Every published version of the SKI Framework, with normative changes documented. Audit-grade documents require version provenance — this section is part of the framework, not a separate artefact.

v2.2 In preparation Planned
  • Regulatory crosswalk appendices: NIST AI RMF 1.0 (subcategory-level), ISO/IEC 42001, SR 11-7 / OCC 2011-12, OSFI B-13 and the proposed E-23, NERC CIP-002 through CIP-014, DORA, EU AI Act (article-level), CMMC 2.0, IEC 62443 (zone/conduit level).
  • Implementation cost and resource model in Part D.
  • Editorial sweep: align verdict count and component definitions; formal Track 1 / Track 2 routing specification; Symbolic Evaluator integrity controls (B3.5).
  • Privacy law treatment (GDPR, PIPEDA) for sectors processing personal data.
v2.1 May 2026 Current
  • Determinism Enforcement Controls (B3.4) — model file hash pinning, runtime environment pinning, hardware baseline documentation, continuous determinism canary, and session integrity log. Replaces the prior assumption that temperature-zero decoding alone delivers determinism.

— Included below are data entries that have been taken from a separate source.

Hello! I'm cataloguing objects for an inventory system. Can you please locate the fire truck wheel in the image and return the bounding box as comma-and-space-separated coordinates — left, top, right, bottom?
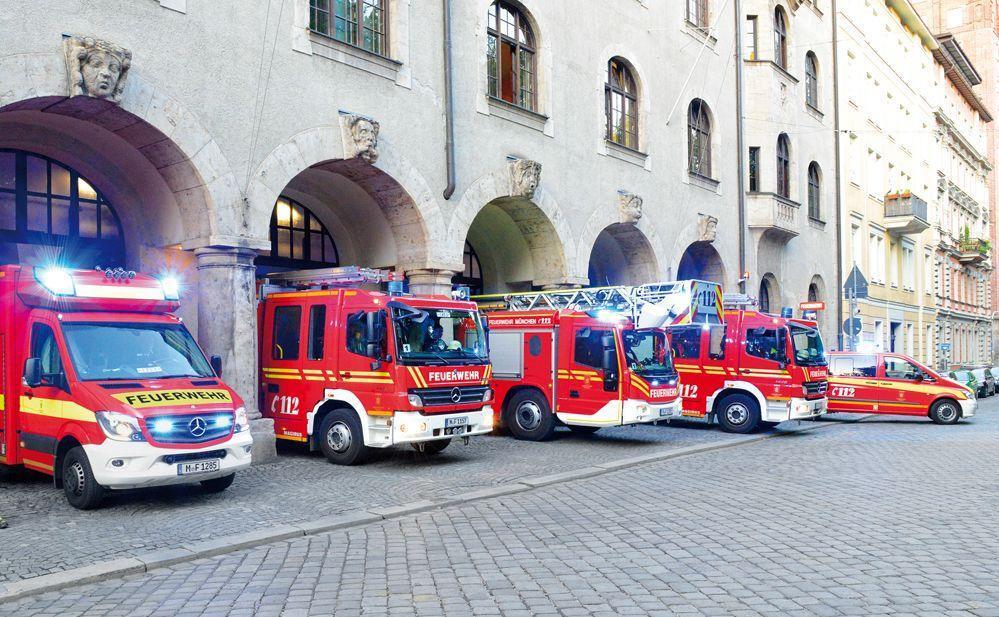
506, 390, 555, 441
201, 473, 236, 493
62, 446, 107, 510
717, 394, 760, 433
930, 399, 961, 424
319, 409, 370, 465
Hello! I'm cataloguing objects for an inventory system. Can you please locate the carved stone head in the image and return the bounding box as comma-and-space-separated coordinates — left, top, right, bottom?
510, 159, 541, 199
697, 214, 718, 242
62, 36, 132, 103
617, 191, 643, 225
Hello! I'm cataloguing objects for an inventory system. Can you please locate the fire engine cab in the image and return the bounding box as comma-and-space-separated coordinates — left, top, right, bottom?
643, 281, 828, 433
0, 266, 252, 509
476, 287, 681, 441
258, 266, 493, 465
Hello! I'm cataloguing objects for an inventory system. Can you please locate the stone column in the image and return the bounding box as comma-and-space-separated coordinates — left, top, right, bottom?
406, 270, 457, 297
194, 247, 277, 463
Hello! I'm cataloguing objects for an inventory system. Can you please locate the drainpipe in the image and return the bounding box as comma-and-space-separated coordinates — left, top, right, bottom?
831, 0, 853, 349
734, 0, 746, 293
443, 0, 455, 199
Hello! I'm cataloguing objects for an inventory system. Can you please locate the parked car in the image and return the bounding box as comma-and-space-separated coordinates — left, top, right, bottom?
971, 368, 996, 398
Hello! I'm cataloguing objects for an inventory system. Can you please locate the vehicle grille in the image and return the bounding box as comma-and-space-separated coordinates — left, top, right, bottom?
409, 386, 489, 407
146, 411, 234, 443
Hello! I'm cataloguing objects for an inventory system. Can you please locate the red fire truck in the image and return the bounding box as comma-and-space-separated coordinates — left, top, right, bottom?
259, 266, 493, 465
0, 266, 252, 509
643, 281, 829, 433
477, 288, 681, 441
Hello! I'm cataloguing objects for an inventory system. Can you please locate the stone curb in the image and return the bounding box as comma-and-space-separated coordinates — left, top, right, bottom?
0, 415, 871, 605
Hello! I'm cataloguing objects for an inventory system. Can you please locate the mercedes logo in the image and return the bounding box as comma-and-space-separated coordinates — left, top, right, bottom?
187, 416, 208, 437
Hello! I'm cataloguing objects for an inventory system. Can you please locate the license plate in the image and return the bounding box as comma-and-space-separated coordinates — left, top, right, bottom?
177, 458, 222, 476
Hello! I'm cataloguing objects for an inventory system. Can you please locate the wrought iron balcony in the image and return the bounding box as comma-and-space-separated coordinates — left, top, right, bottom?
885, 192, 930, 236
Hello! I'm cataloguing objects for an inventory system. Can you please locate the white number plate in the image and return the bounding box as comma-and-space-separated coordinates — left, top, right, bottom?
177, 458, 222, 476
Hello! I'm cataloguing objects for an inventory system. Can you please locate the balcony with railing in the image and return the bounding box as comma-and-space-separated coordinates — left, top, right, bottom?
885, 191, 930, 236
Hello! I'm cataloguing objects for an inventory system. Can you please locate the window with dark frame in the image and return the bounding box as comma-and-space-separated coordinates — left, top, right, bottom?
777, 133, 791, 199
486, 0, 537, 111
687, 99, 711, 178
604, 57, 638, 150
309, 0, 388, 56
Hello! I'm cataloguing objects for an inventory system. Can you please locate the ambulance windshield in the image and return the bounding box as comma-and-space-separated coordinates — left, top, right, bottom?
392, 307, 488, 364
62, 323, 215, 381
622, 330, 674, 377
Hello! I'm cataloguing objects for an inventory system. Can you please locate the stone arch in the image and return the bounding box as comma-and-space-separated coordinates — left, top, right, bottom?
0, 53, 242, 248
247, 125, 450, 269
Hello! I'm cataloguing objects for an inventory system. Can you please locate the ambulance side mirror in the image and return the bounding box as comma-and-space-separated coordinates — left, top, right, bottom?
24, 358, 42, 388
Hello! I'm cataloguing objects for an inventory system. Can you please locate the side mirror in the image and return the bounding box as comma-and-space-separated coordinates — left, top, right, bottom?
24, 358, 42, 388
208, 356, 222, 379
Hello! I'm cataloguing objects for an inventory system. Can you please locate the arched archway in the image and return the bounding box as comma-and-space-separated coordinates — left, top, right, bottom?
676, 242, 725, 284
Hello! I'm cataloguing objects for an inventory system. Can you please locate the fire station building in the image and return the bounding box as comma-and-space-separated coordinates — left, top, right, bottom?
0, 0, 836, 428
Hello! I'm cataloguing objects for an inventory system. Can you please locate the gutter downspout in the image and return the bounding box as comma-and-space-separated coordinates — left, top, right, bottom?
831, 0, 840, 350
442, 0, 456, 199
733, 0, 747, 293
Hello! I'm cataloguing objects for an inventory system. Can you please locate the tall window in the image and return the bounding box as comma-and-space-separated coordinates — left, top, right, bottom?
774, 7, 787, 69
0, 149, 125, 268
486, 0, 537, 110
309, 0, 388, 56
687, 0, 708, 30
808, 161, 822, 220
257, 197, 340, 268
687, 99, 711, 178
777, 133, 791, 199
805, 52, 819, 109
605, 58, 638, 150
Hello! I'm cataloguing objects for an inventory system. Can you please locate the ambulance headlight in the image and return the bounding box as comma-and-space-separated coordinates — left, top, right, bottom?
95, 411, 145, 441
35, 266, 76, 296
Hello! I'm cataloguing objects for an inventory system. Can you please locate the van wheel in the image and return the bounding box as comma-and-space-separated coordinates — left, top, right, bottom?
62, 446, 107, 510
506, 390, 555, 441
201, 473, 236, 493
930, 399, 961, 424
716, 394, 760, 433
319, 409, 371, 465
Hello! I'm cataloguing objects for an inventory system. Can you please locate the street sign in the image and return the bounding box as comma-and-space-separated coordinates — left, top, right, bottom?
843, 266, 867, 300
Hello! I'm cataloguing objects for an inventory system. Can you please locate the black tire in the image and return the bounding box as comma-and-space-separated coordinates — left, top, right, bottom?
715, 394, 760, 434
506, 390, 555, 441
316, 409, 371, 465
411, 439, 451, 454
201, 473, 236, 493
60, 446, 107, 510
930, 398, 961, 424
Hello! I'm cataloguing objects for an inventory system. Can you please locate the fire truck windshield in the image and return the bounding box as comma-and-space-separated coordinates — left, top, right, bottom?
62, 323, 215, 381
791, 324, 826, 366
393, 308, 488, 364
622, 330, 674, 377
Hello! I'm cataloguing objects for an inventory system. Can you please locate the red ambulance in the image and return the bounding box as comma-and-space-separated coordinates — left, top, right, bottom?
0, 266, 252, 509
477, 288, 681, 441
258, 266, 493, 465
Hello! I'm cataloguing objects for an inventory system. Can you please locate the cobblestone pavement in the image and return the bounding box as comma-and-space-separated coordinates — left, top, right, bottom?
0, 402, 999, 617
0, 414, 812, 584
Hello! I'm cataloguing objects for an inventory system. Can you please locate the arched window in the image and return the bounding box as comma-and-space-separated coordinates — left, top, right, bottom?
605, 58, 638, 150
805, 52, 819, 109
486, 0, 537, 111
309, 0, 389, 56
774, 7, 787, 69
777, 133, 791, 199
808, 161, 822, 220
257, 196, 340, 268
687, 99, 711, 178
0, 149, 125, 268
451, 241, 483, 296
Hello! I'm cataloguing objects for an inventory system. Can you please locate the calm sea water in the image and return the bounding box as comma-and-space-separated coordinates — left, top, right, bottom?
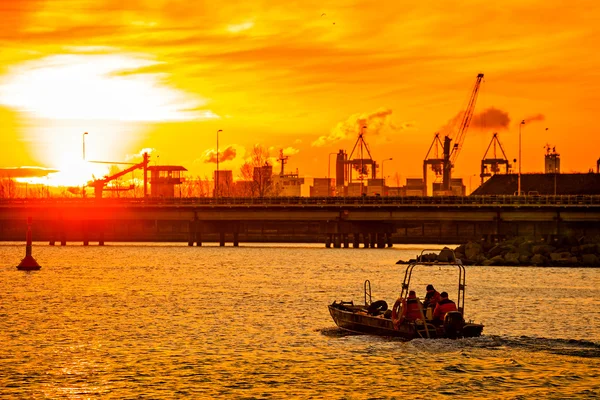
0, 243, 600, 399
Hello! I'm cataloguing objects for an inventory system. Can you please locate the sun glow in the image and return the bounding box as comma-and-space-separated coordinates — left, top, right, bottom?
0, 54, 218, 121
0, 54, 219, 186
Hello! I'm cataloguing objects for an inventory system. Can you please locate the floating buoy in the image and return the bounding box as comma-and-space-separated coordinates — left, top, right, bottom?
17, 217, 42, 271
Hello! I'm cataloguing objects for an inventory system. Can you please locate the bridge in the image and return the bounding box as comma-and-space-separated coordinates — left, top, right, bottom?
0, 195, 600, 248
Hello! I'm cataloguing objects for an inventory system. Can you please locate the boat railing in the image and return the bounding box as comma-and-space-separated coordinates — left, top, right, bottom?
365, 279, 373, 306
400, 248, 467, 315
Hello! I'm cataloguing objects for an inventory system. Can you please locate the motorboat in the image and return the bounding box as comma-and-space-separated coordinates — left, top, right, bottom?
329, 249, 483, 340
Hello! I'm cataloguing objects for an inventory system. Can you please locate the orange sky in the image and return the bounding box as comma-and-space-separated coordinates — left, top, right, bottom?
0, 0, 600, 185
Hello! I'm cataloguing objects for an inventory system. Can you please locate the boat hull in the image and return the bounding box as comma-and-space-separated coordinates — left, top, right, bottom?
329, 303, 483, 340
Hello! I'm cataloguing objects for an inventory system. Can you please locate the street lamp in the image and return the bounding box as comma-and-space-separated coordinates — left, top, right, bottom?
81, 132, 87, 161
469, 174, 477, 194
327, 153, 337, 196
381, 158, 393, 186
215, 129, 223, 197
517, 120, 525, 196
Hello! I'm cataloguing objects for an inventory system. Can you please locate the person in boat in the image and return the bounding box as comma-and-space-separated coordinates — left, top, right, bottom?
392, 290, 423, 329
433, 292, 457, 322
423, 284, 441, 311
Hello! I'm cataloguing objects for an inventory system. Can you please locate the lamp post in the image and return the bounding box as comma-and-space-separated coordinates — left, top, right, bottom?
381, 157, 393, 182
327, 153, 337, 193
517, 120, 525, 196
81, 132, 87, 161
215, 129, 223, 197
469, 174, 476, 194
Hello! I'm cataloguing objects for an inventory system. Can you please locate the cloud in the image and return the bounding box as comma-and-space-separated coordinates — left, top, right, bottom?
203, 146, 237, 164
312, 109, 401, 147
439, 107, 510, 136
0, 53, 218, 122
523, 114, 546, 124
0, 167, 58, 178
125, 147, 156, 161
471, 107, 510, 129
283, 146, 300, 156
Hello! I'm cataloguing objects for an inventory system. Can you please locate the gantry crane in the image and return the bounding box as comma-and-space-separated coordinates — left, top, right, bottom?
344, 126, 377, 189
87, 153, 150, 199
423, 74, 483, 195
479, 133, 510, 185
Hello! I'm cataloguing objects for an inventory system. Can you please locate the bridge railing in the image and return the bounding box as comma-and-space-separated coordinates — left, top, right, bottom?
0, 195, 600, 206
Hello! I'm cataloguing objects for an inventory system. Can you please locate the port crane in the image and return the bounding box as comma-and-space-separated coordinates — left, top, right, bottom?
479, 132, 510, 185
423, 74, 483, 196
344, 126, 377, 189
87, 153, 150, 199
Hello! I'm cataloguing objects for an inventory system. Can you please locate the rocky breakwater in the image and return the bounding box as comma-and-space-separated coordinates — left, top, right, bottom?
454, 237, 600, 267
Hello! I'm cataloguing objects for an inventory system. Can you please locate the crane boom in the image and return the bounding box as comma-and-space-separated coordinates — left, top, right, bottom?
450, 74, 483, 164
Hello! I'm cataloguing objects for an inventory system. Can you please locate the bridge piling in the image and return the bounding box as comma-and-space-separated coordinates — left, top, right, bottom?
352, 233, 360, 249
188, 220, 196, 246
333, 233, 342, 249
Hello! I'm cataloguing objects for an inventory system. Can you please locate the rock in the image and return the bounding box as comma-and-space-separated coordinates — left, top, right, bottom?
486, 256, 505, 265
531, 244, 554, 255
420, 253, 437, 262
437, 247, 454, 262
519, 241, 533, 257
519, 255, 530, 265
558, 236, 579, 249
569, 256, 579, 267
581, 254, 599, 265
550, 253, 571, 262
487, 245, 504, 258
529, 254, 547, 265
465, 242, 482, 260
579, 243, 598, 254
504, 253, 519, 265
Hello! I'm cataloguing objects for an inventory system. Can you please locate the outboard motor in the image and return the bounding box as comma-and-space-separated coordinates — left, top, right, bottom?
444, 311, 465, 339
367, 300, 388, 315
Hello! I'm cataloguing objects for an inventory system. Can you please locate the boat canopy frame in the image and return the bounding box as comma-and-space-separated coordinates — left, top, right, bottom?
400, 249, 467, 315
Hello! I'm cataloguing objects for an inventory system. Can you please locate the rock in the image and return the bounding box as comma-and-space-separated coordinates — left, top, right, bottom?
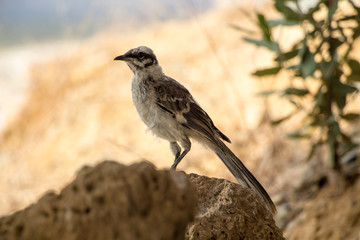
0, 161, 196, 240
0, 161, 283, 240
186, 174, 284, 240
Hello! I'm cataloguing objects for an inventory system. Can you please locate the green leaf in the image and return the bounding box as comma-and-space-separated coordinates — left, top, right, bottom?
253, 67, 281, 77
267, 18, 299, 27
283, 88, 309, 96
347, 59, 360, 82
340, 113, 360, 121
329, 121, 341, 142
243, 37, 279, 52
299, 45, 316, 78
325, 0, 338, 20
275, 1, 301, 21
286, 129, 311, 139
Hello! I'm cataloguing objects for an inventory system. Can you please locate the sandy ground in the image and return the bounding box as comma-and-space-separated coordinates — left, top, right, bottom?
0, 4, 359, 239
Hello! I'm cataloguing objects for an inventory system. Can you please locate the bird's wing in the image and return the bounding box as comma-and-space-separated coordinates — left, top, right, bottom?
155, 77, 230, 142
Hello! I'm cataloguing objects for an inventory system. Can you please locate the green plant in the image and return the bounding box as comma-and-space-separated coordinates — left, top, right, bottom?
233, 0, 360, 171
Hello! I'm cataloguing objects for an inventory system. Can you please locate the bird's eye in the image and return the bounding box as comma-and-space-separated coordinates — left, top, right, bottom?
138, 52, 145, 59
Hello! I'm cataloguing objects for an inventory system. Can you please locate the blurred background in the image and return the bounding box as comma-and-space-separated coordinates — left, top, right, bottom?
0, 0, 360, 239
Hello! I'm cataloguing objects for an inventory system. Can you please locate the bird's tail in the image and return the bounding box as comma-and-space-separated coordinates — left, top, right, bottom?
214, 139, 276, 213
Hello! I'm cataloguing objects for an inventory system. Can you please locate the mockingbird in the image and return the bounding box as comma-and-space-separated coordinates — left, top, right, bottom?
114, 46, 276, 213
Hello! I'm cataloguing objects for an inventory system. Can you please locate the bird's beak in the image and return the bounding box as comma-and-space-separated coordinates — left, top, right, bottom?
114, 54, 129, 61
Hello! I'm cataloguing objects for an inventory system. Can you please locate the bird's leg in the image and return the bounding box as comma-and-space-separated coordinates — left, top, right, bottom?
170, 149, 190, 170
170, 139, 191, 170
170, 142, 181, 170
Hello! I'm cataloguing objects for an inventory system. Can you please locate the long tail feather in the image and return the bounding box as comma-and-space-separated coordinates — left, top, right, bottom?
215, 140, 276, 213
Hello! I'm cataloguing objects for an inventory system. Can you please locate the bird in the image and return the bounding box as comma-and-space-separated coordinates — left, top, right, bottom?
114, 46, 276, 213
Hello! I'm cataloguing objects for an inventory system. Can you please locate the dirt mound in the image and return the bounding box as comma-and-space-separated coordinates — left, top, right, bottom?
0, 161, 283, 240
187, 174, 284, 239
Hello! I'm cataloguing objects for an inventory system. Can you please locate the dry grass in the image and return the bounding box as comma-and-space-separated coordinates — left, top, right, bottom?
0, 4, 358, 218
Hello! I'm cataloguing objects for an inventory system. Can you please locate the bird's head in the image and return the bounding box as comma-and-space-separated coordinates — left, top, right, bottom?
114, 46, 159, 73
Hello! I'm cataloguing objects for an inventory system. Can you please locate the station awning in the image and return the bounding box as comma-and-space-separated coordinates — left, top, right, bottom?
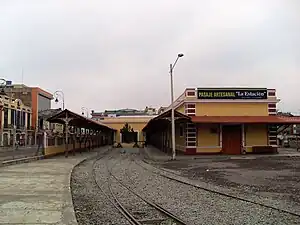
143, 110, 191, 132
47, 109, 115, 131
191, 115, 300, 124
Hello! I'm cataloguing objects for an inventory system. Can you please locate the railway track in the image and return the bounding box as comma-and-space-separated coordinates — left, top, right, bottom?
92, 152, 187, 225
135, 157, 300, 217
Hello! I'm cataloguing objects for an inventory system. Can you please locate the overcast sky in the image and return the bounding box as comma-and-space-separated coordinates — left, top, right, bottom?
0, 0, 300, 112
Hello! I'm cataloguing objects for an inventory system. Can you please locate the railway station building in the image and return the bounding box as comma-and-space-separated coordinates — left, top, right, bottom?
143, 88, 300, 154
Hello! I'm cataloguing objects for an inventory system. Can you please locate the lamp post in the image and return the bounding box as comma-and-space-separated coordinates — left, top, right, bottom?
81, 107, 90, 118
53, 91, 65, 110
170, 53, 183, 160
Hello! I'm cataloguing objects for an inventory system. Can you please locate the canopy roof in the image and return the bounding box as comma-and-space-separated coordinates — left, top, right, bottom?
191, 115, 300, 124
143, 110, 191, 132
47, 109, 115, 131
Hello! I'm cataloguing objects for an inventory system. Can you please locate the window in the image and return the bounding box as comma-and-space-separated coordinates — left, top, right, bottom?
4, 108, 8, 128
186, 109, 196, 114
179, 124, 184, 137
21, 112, 26, 127
10, 109, 16, 125
269, 103, 276, 108
15, 110, 21, 129
27, 113, 31, 129
186, 104, 195, 108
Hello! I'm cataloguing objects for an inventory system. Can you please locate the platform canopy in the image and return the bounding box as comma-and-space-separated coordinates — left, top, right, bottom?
142, 110, 191, 132
191, 115, 300, 125
47, 109, 115, 131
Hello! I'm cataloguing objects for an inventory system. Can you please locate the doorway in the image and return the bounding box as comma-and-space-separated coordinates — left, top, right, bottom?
222, 125, 242, 155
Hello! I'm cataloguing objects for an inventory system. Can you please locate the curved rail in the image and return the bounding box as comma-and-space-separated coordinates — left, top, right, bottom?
92, 151, 188, 225
92, 153, 142, 225
135, 160, 300, 217
109, 164, 187, 225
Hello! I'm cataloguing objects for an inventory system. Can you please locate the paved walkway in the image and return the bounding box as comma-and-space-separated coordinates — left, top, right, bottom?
0, 147, 107, 225
144, 146, 300, 161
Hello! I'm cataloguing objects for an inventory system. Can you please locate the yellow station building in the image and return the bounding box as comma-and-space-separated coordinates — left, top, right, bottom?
143, 88, 300, 154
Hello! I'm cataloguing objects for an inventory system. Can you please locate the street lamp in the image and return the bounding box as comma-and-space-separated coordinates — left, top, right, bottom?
170, 53, 183, 160
81, 107, 90, 118
53, 91, 65, 110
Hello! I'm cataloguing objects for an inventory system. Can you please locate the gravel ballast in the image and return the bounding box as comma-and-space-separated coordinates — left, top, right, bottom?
120, 154, 300, 225
72, 149, 300, 225
71, 153, 129, 225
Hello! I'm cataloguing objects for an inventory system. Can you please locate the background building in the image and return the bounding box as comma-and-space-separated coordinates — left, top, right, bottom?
92, 107, 157, 143
3, 81, 53, 135
0, 91, 34, 146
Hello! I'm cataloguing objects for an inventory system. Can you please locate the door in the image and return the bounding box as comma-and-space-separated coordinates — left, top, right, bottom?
222, 125, 242, 155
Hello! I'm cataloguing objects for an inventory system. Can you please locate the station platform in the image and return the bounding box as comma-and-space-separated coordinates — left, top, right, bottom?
144, 146, 300, 161
0, 146, 108, 225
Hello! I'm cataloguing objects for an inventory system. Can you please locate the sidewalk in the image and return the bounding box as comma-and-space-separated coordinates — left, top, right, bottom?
144, 146, 300, 161
0, 147, 108, 225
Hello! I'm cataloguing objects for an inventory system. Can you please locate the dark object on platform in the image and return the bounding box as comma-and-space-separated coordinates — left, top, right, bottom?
252, 146, 278, 154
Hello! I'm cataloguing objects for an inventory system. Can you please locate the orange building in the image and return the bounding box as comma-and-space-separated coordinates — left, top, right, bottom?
143, 88, 300, 154
4, 84, 53, 129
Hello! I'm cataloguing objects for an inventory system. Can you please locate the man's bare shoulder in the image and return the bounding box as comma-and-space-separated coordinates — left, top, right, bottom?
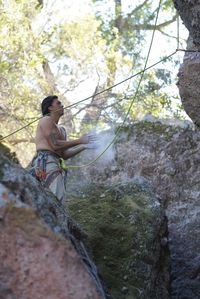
38, 116, 55, 128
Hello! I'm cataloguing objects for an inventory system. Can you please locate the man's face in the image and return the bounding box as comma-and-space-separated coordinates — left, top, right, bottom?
51, 99, 64, 116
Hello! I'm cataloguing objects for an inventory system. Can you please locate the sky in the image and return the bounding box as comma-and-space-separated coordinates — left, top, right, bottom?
37, 0, 189, 119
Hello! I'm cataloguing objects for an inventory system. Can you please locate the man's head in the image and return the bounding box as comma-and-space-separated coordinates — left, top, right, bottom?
41, 95, 63, 116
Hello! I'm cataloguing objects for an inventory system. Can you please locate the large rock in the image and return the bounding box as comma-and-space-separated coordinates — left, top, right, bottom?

  • Hybrid runtime — Symbolic Evaluator (Track 1) for explicit predicates, SKI Model (Track 2) for semantic disambiguation only. Track assignment is a compile-time governance decision recorded in the Knowledge Graph.
  • Tag Registry (B4.3) — mandatory mapping of operational tags to Knowledge Graph entities, governed under Knowledge Graph change control. Eliminates runtime tag inference.
  • Stateful Evaluation (B4.4) — evaluation window buffers and time-window predicates for obligations expressed over intervals.
  • Verdict split — NULL_UNMAPPED (coverage gap, alerts Knowledge Graph Owner) and NULL_STALE (sensor or pipeline failure, alerts operations).
  • MCP softened — recommended integration standard with alternatives permitted.
  • Latency claim — replaced fixed sub-50ms target with deployment-validated envelope; typical sub-100ms.
  • Configuration immutability — emergency security patches permitted with mandatory post-patch determinism canary re-run.
  • Rename: MiLM → SKI Model.
v2.0 May 2026 Superseded
  • Initial public-readable framework: Five Fears framing, Three Axioms, Three Pillars, four verdicts, two-phase pipeline, Coverage Register and Residual Risk Register, conformance maturity levels (L1 Foundational, L2 Managed, L3 Assured).
Older internal revisions are not published. The v2.0 specification was the first version released for external review; v2.1 incorporates feedback received during that review.